The horrors at Prinz-Albrecht-Strasse continued until the end of the war–the building’s last defenders being battalion commander Henri Fenet and his band of French Waffen SS. By the time the Red Army reached what remained of the Gestapo house prison on May 2, 1945, there were only six prisoners alive, including a Communist, a former Gauleiter, and a pastor.
In 1953, all that was left of the block was demolished. Less than 10 years later, the Berlin Wall went up, right along Prinz-Albrecht-Strasse (renamed Niederkirchnerstrasse, after a resistance fighter murdered by the SS). The plot on the West Berlin side remained barren until 1985 when historians launched an excavation that uncovered the kitchen, basement, and later a garage of Gestapo headquarters. In 1987, the area was designated the “Topography of Terror,” an exhibition that has now become a major architectural project and will hopefully turn into a permanent museum, if the city can find the money.

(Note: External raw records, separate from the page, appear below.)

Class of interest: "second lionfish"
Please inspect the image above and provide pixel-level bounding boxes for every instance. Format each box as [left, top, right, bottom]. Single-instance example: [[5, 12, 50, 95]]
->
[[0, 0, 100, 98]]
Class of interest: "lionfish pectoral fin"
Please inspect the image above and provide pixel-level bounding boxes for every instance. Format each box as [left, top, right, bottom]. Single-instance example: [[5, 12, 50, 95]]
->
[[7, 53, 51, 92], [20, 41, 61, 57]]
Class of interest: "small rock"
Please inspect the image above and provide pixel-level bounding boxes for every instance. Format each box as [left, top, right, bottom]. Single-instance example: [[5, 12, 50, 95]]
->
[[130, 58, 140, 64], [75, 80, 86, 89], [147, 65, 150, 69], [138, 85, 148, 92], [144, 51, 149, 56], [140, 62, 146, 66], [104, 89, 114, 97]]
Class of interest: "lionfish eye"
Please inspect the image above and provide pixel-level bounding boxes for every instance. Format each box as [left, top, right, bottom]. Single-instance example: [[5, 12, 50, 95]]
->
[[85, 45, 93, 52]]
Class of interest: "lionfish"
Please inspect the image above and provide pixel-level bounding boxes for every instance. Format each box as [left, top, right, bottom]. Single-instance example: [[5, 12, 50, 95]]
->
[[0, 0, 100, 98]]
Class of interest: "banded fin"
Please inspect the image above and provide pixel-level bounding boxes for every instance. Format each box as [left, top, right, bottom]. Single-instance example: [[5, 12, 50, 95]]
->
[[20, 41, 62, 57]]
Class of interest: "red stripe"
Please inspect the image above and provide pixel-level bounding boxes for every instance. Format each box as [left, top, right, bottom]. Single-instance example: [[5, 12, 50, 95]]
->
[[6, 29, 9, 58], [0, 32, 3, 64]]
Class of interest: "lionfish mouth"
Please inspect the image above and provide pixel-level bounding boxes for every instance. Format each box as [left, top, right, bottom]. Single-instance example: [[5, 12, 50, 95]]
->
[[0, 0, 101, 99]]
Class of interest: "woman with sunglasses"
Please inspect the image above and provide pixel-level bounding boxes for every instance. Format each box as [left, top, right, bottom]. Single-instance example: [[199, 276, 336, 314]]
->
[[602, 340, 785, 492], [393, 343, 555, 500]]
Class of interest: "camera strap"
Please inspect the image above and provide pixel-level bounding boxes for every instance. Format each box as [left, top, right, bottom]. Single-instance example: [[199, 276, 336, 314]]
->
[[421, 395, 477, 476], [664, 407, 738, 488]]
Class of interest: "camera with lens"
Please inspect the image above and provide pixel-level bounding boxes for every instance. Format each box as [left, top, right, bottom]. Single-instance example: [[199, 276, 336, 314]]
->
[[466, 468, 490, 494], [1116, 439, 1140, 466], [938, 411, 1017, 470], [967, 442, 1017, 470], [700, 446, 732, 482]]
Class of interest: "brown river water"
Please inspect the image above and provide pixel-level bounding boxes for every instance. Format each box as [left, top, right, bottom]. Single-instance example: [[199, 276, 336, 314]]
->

“The Topography of Terror is a very obvious site to keep,” said Levin von Trott zu Solz, managing director of the Bergedorf Round Table, a forum for dialogue between politicians, academics, and journalists. “It is a place that makes very clear that the Germany of the Berlin Republic is true to all remarkable and honorable parts of its intellectual, political, and cultural history for the last 200 years–as well as to the shameful, thorny, and forceful reminders of the abyss of the Holocaust and the many other terrible atrocities that Germans brought upon large parts of the world during World War II.” As he explained to me, “It is sometimes very hard for Germans to be reminded of all these terrible atrocities as often as they are present in the media and in public life, but it is my understanding of national dignity, that in this country it most strongly derives from the way in which we deal properly and honestly with a past that has become a universal reminder of how deep human nature can sink.”
I met with Levin over lunch at Café Einstein, several blocks north of the Topography of Terror. Midway through our discussion, as he emphasized the importance of the site’s preservation, he says in passing, “You know, my uncle was sent there.” His uncle, Adam von Trott zu Solz, a Rhodes scholar, served in the foreign ministry of the Third Reich. He was from the outset a critic of the Führer and tried to find alternatives to his regime. This led, in turn, to Adam’s involvement with the Kreisau Circle–which later was tied to the attempt to kill Hitler on July 20, 1944. But the plot had failed–the bomb that went off at Wolf’s Lair injured more than a dozen and killed four, yet Hitler survived with only minor injuries. “There was a plane ready to take my uncle to Portugal,” said Levin. “But he refused it, saying he would stay behind to face the consequences.” (His uncle was a foreign policy spokesman for the plotters.) “It’s a pity, he would have been helpful in the postwar set up.”
I thought about Adam von Trott zu Solz when I walked past the basement ruins. It is hard to contemplate the enormity of what took place here, now as the rain was letting up and a few Turkish visitors toured the site, along with a small class of high school students. Von Trott was tortured at the house prison for several weeks before being sentenced to death and hanged at Plötzensee. His wife received a bill to pay for the cost of his execution. Adam was only 35 years old.
Victorino Matus, an assistant managing editor at The Weekly Standard, traveled to Berlin under the auspices of the Aspen Institute Berlin.